United States v. Gardner
107 F.3d 1314 (9th Cir. 1997)

  • Historically, when the US acquired new territory (like the acquisition of Nevada from Mexico), the general process was that all of the land was considered the property of the Federal government, and they would divvy it up and sell most of it off to private individuals, and give the rest to the State.
    • This land sale included most of the land acquired early in US history (like the Louisiana Purchase), but as time went on, the Federal government retained more and more of the land for military bases, national forests etc.
      • For example, over 80% of the land in Nevada has been retained by the Federal government.
  • Gardner owned a cattle ranch in Nevada next to a National Forest. He had a permit that allowed his cattle to graze in the Forest.
  • There was a forest fire that burned the land Gardner's cows were grazing on. The US Forest Service reseeded the area, and closed it to grazing for two years in order to allow the land to recover.
  • Gardner disobeyed the order and sent his cattle in. The US Forest Service fined Gardner for trespassing. Gardner refused to pay the fine and the US Forest Service sued.
    • Gardner argued that the Federal government didn't have title to the land, and so he couldn't be convicted of trespassing.
      • Gardner argued that when the US acquired the land from Mexico, it was only to be held in trust for the creation of future States, the Federal government didn't have the right to retain it for its own purposes, they were required to sell it off to private individuals.
  • The Trial Court upheld the fine.
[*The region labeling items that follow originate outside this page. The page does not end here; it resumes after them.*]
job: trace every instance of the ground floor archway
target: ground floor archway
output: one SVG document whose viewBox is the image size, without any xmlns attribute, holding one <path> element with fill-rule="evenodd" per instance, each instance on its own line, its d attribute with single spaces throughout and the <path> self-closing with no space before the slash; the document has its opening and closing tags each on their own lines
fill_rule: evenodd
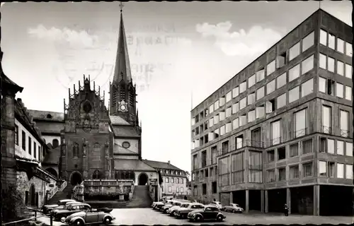
<svg viewBox="0 0 354 226">
<path fill-rule="evenodd" d="M 82 175 L 79 172 L 75 171 L 70 175 L 70 184 L 75 186 L 82 182 Z"/>
<path fill-rule="evenodd" d="M 138 185 L 147 184 L 148 179 L 149 178 L 147 177 L 147 174 L 144 172 L 142 172 L 140 174 L 139 174 Z"/>
<path fill-rule="evenodd" d="M 58 174 L 57 173 L 57 171 L 55 170 L 54 170 L 53 168 L 52 168 L 52 167 L 47 168 L 45 170 L 45 171 L 47 171 L 47 172 L 49 172 L 52 175 L 55 176 L 55 177 L 57 177 L 57 178 L 58 177 Z"/>
</svg>

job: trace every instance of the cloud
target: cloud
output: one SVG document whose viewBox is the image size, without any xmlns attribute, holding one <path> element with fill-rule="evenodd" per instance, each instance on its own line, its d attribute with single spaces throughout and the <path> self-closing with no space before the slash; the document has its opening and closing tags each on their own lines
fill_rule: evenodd
<svg viewBox="0 0 354 226">
<path fill-rule="evenodd" d="M 76 31 L 67 28 L 59 29 L 55 27 L 47 29 L 42 25 L 28 28 L 28 33 L 40 39 L 59 43 L 67 42 L 72 47 L 93 47 L 98 44 L 98 40 L 96 35 L 89 35 L 84 30 Z"/>
<path fill-rule="evenodd" d="M 214 37 L 215 44 L 229 56 L 253 56 L 263 52 L 282 36 L 274 30 L 261 26 L 253 26 L 248 32 L 244 29 L 230 32 L 232 26 L 229 21 L 217 25 L 204 23 L 197 24 L 195 30 L 203 37 Z"/>
</svg>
Gardner appealed.
  • The Appellate Court affirmed.
    • Gardner had argued that the decision in Pollard's Lessee v. Hagan (44 U.S. (3 How.) 212 (1845)), meant that the US only held land in trust, but the Appellate Court distinguished that decision by saying that that only applied to land acquired from the 13 original States (mostly Virginia and Georgia), and it did not apply to land acquired by the US later.
      • In those cases, the Federal government wasn't the original owner of the land, it was owned by the States. As part of the agreement to give the land to the Federal government, the Federal government agreed to hold it in trust.
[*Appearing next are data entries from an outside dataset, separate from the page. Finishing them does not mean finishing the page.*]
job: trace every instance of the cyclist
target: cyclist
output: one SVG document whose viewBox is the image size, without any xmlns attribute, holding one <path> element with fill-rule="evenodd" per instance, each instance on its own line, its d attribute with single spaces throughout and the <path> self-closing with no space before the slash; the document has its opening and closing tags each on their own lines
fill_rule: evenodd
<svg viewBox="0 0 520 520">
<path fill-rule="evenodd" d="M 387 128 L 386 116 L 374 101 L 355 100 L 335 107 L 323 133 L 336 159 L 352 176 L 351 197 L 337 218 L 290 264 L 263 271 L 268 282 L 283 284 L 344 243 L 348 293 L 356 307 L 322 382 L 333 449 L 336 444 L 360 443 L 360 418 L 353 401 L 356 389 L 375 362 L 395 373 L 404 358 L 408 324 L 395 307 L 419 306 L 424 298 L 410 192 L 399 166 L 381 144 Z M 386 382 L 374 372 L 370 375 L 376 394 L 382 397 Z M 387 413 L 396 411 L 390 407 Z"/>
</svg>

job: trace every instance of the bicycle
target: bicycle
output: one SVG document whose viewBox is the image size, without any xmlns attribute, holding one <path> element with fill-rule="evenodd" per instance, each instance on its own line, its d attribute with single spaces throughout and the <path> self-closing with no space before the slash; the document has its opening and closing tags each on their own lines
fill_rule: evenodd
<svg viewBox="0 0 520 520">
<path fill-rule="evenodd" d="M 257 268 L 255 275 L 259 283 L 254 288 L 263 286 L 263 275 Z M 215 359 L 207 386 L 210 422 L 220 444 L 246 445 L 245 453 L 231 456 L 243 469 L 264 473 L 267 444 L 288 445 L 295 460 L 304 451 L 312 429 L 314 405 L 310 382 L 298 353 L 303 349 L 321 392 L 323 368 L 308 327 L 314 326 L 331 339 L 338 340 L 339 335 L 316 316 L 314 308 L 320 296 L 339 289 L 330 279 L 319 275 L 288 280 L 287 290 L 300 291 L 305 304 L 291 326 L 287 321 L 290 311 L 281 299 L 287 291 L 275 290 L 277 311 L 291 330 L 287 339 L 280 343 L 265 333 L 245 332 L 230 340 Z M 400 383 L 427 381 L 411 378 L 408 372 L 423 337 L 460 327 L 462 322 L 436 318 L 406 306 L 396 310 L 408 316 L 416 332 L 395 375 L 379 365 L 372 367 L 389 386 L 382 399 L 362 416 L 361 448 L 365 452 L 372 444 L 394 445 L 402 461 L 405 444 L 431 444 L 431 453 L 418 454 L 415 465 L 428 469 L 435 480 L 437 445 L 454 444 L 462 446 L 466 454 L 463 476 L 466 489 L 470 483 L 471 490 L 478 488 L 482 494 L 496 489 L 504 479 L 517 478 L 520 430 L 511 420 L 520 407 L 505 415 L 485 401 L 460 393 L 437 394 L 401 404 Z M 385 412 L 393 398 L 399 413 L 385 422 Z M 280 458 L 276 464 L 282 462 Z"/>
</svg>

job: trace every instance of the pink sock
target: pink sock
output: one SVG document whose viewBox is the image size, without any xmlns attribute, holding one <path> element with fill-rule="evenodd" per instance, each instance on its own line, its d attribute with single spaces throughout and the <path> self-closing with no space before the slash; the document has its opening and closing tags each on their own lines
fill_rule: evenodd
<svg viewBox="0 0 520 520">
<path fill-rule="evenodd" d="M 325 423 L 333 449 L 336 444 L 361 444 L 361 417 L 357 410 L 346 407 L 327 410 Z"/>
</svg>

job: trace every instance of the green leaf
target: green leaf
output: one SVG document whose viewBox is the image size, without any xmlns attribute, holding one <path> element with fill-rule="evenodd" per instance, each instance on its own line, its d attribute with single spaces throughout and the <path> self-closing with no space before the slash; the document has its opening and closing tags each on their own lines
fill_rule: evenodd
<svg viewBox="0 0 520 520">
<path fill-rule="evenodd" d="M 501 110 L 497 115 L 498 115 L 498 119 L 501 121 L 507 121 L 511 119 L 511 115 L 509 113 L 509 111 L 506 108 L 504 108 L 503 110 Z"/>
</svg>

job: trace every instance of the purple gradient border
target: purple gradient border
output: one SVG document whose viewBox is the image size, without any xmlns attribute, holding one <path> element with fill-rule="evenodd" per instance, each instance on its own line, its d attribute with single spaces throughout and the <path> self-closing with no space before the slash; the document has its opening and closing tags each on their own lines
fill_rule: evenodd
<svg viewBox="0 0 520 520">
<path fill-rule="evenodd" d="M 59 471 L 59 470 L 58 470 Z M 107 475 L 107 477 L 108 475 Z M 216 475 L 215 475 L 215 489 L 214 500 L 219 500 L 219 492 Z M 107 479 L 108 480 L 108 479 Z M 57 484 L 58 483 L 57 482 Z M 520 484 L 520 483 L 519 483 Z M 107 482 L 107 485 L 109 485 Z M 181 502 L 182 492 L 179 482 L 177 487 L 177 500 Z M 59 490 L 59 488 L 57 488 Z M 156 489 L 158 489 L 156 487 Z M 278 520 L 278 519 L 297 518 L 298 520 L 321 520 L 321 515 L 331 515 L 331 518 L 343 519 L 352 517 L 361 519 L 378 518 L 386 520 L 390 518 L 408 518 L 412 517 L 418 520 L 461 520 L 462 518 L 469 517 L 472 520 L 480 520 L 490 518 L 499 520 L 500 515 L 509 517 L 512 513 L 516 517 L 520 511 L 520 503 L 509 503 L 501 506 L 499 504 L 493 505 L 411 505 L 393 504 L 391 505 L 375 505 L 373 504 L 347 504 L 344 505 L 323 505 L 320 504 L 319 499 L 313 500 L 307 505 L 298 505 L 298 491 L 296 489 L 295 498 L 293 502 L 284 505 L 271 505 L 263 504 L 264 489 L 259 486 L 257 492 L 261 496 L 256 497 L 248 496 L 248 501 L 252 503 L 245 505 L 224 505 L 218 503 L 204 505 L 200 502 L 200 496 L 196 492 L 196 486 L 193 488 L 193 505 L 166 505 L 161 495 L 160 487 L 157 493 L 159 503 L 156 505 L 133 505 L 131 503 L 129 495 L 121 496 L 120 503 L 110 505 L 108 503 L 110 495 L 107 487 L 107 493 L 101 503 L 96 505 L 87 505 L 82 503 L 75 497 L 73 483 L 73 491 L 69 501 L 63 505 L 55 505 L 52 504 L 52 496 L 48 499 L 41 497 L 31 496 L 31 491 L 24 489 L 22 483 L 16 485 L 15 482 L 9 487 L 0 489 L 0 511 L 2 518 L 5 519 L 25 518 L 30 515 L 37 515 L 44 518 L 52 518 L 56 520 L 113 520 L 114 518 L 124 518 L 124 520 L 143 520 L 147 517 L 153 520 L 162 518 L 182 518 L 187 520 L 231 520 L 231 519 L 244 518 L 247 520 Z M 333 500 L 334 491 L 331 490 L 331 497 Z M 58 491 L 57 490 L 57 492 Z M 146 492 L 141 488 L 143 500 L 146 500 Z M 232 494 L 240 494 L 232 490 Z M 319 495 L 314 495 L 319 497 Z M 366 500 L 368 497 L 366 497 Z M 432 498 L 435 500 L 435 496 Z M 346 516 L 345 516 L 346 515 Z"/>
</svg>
      • In this case, the Federal government directly acquired Nevada from Mexico, so they didn't have to abide by the same agreement they made in Pollard.
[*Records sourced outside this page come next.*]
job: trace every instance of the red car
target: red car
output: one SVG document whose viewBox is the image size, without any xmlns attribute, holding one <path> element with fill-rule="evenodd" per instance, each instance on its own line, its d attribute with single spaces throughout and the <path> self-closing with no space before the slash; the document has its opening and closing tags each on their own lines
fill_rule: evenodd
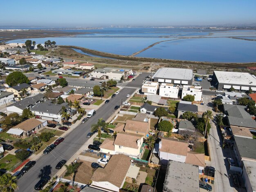
<svg viewBox="0 0 256 192">
<path fill-rule="evenodd" d="M 67 131 L 68 130 L 68 128 L 67 127 L 65 127 L 65 126 L 63 126 L 62 127 L 58 127 L 59 129 L 63 130 L 64 131 Z"/>
<path fill-rule="evenodd" d="M 57 140 L 55 141 L 53 144 L 58 145 L 64 141 L 64 138 L 63 137 L 60 137 L 59 138 L 57 139 Z"/>
</svg>

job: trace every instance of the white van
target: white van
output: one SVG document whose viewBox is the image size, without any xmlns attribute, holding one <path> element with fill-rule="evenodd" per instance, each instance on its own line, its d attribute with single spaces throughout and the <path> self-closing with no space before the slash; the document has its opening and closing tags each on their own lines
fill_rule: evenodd
<svg viewBox="0 0 256 192">
<path fill-rule="evenodd" d="M 87 114 L 87 117 L 90 118 L 95 114 L 96 114 L 95 110 L 94 109 L 92 109 Z"/>
</svg>

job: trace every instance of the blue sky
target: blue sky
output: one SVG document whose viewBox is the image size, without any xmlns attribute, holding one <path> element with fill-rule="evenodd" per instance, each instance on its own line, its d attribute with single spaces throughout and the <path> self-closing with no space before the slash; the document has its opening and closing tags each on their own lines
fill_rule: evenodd
<svg viewBox="0 0 256 192">
<path fill-rule="evenodd" d="M 97 27 L 256 23 L 256 1 L 1 1 L 0 25 Z"/>
</svg>

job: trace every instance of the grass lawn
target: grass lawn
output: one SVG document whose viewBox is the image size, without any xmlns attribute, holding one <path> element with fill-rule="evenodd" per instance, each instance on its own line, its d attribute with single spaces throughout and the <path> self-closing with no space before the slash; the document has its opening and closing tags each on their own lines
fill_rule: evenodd
<svg viewBox="0 0 256 192">
<path fill-rule="evenodd" d="M 9 163 L 6 163 L 5 162 L 7 161 L 10 161 L 11 162 Z M 9 154 L 0 160 L 0 169 L 11 170 L 13 167 L 20 162 L 20 160 L 17 159 L 15 155 Z"/>
<path fill-rule="evenodd" d="M 97 135 L 97 136 L 96 136 L 97 137 L 99 137 L 99 135 Z M 106 133 L 101 133 L 101 138 L 111 138 L 111 135 L 110 135 L 110 134 L 107 134 Z"/>
<path fill-rule="evenodd" d="M 93 103 L 93 105 L 99 105 L 103 102 L 103 101 L 104 101 L 104 100 L 98 100 L 95 103 Z"/>
<path fill-rule="evenodd" d="M 135 106 L 132 106 L 131 107 L 131 109 L 139 110 L 140 107 L 135 107 Z"/>
<path fill-rule="evenodd" d="M 44 150 L 45 150 L 45 148 L 46 148 L 46 147 L 49 145 L 51 143 L 53 142 L 54 141 L 57 139 L 57 137 L 53 137 L 51 138 L 50 140 L 47 142 L 44 142 L 43 141 L 42 141 L 42 143 L 43 143 L 43 145 L 41 146 L 41 147 L 40 147 L 40 148 L 38 151 L 36 151 L 36 152 L 35 153 L 35 154 L 38 154 L 42 151 L 43 151 Z"/>
<path fill-rule="evenodd" d="M 113 94 L 115 93 L 119 89 L 119 88 L 117 87 L 112 87 L 110 89 L 109 89 L 107 92 L 106 92 L 104 93 L 103 98 L 108 98 Z"/>
<path fill-rule="evenodd" d="M 40 131 L 40 133 L 43 132 L 51 132 L 56 136 L 61 136 L 62 134 L 64 133 L 64 132 L 62 131 L 59 131 L 58 130 L 52 129 L 47 129 L 47 128 L 45 128 Z"/>
</svg>

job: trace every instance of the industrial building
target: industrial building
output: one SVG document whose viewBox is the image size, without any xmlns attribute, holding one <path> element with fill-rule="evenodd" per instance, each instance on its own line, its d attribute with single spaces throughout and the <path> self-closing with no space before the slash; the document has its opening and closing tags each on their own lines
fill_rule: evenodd
<svg viewBox="0 0 256 192">
<path fill-rule="evenodd" d="M 256 77 L 249 73 L 214 71 L 214 85 L 218 90 L 228 90 L 231 87 L 245 92 L 251 89 L 256 92 Z"/>
</svg>

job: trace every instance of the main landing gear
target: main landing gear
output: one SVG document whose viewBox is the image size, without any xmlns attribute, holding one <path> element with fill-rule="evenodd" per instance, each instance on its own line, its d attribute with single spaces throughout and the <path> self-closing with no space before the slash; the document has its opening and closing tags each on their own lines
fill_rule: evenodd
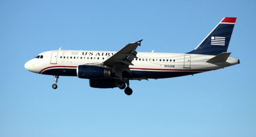
<svg viewBox="0 0 256 137">
<path fill-rule="evenodd" d="M 55 75 L 54 75 L 54 83 L 52 84 L 52 87 L 54 89 L 56 89 L 58 87 L 58 86 L 57 85 L 57 82 L 58 82 L 58 79 L 59 78 L 59 76 Z"/>
<path fill-rule="evenodd" d="M 125 84 L 125 83 L 127 84 L 127 87 L 126 87 L 126 85 Z M 124 82 L 123 81 L 120 81 L 117 84 L 117 86 L 120 89 L 124 89 L 124 93 L 125 93 L 126 94 L 128 95 L 132 95 L 132 89 L 130 87 L 129 85 L 129 80 L 126 80 L 124 81 Z"/>
</svg>

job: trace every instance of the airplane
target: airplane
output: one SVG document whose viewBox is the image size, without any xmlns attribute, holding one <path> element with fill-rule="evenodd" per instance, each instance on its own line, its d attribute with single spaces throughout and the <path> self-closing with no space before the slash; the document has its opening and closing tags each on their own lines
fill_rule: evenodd
<svg viewBox="0 0 256 137">
<path fill-rule="evenodd" d="M 239 60 L 227 52 L 236 18 L 224 18 L 194 50 L 186 53 L 137 52 L 142 40 L 128 44 L 118 52 L 59 50 L 39 54 L 24 65 L 27 70 L 54 77 L 89 79 L 98 88 L 118 87 L 130 95 L 129 81 L 193 75 L 236 65 Z"/>
</svg>

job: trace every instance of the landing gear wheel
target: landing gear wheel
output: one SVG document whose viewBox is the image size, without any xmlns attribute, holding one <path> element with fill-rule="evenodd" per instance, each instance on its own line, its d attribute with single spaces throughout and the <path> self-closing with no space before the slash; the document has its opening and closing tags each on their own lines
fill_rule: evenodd
<svg viewBox="0 0 256 137">
<path fill-rule="evenodd" d="M 117 84 L 117 86 L 121 89 L 124 89 L 126 87 L 126 85 L 125 85 L 124 82 L 121 81 Z"/>
<path fill-rule="evenodd" d="M 52 84 L 52 88 L 54 89 L 56 89 L 57 87 L 58 87 L 58 86 L 57 85 L 55 84 Z"/>
<path fill-rule="evenodd" d="M 124 89 L 124 93 L 128 95 L 130 95 L 132 93 L 132 89 L 129 87 L 127 87 Z"/>
</svg>

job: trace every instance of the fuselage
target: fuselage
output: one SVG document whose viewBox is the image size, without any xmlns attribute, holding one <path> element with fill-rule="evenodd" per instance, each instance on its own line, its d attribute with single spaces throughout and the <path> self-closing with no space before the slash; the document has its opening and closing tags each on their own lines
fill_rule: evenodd
<svg viewBox="0 0 256 137">
<path fill-rule="evenodd" d="M 79 65 L 104 62 L 116 52 L 58 50 L 41 53 L 28 61 L 25 68 L 36 73 L 77 76 Z M 138 52 L 138 58 L 130 65 L 131 73 L 124 72 L 128 79 L 159 79 L 194 74 L 218 69 L 239 63 L 228 58 L 224 62 L 209 63 L 215 56 L 190 54 Z"/>
</svg>

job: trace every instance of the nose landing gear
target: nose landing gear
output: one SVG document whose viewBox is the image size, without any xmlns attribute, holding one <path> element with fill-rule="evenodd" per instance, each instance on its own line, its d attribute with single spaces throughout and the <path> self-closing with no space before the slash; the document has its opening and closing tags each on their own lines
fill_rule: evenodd
<svg viewBox="0 0 256 137">
<path fill-rule="evenodd" d="M 125 87 L 126 87 L 126 85 L 125 85 L 124 82 L 122 81 L 120 81 L 117 84 L 117 86 L 120 89 L 124 89 L 125 88 Z"/>
<path fill-rule="evenodd" d="M 127 84 L 127 87 L 126 88 L 126 85 L 125 83 Z M 126 94 L 130 95 L 132 94 L 132 89 L 130 87 L 129 82 L 128 79 L 123 80 L 120 81 L 117 85 L 118 87 L 121 89 L 124 89 L 124 93 Z"/>
<path fill-rule="evenodd" d="M 53 89 L 57 89 L 57 88 L 58 87 L 58 86 L 57 85 L 57 84 L 56 84 L 57 83 L 57 82 L 58 82 L 58 79 L 59 78 L 59 76 L 58 75 L 54 75 L 54 83 L 52 84 L 52 87 Z"/>
<path fill-rule="evenodd" d="M 124 89 L 124 93 L 128 95 L 130 95 L 132 93 L 132 89 L 129 87 Z"/>
</svg>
    • The Court found that under the Property Clause (Article IV, 3, cl. 2) the Federal government has the authority to administer Federal lands anyway they choose, including the establishment of national forests and stopping Gardner's cattle from grazing there.
    • Gardner argued that the Equal Footing Doctrine meant that the Federal government was required to give Nevada the same rights as they gave other States, but the Court found that only applied to political sovereignty, not to economic or physical characteristics.
      • Gardner's argument was that the land in the eastern US was mostly owned by the States or private landholders. Therefore it wasn't fair that most of the land in the western US was mostly owned by the Federal government.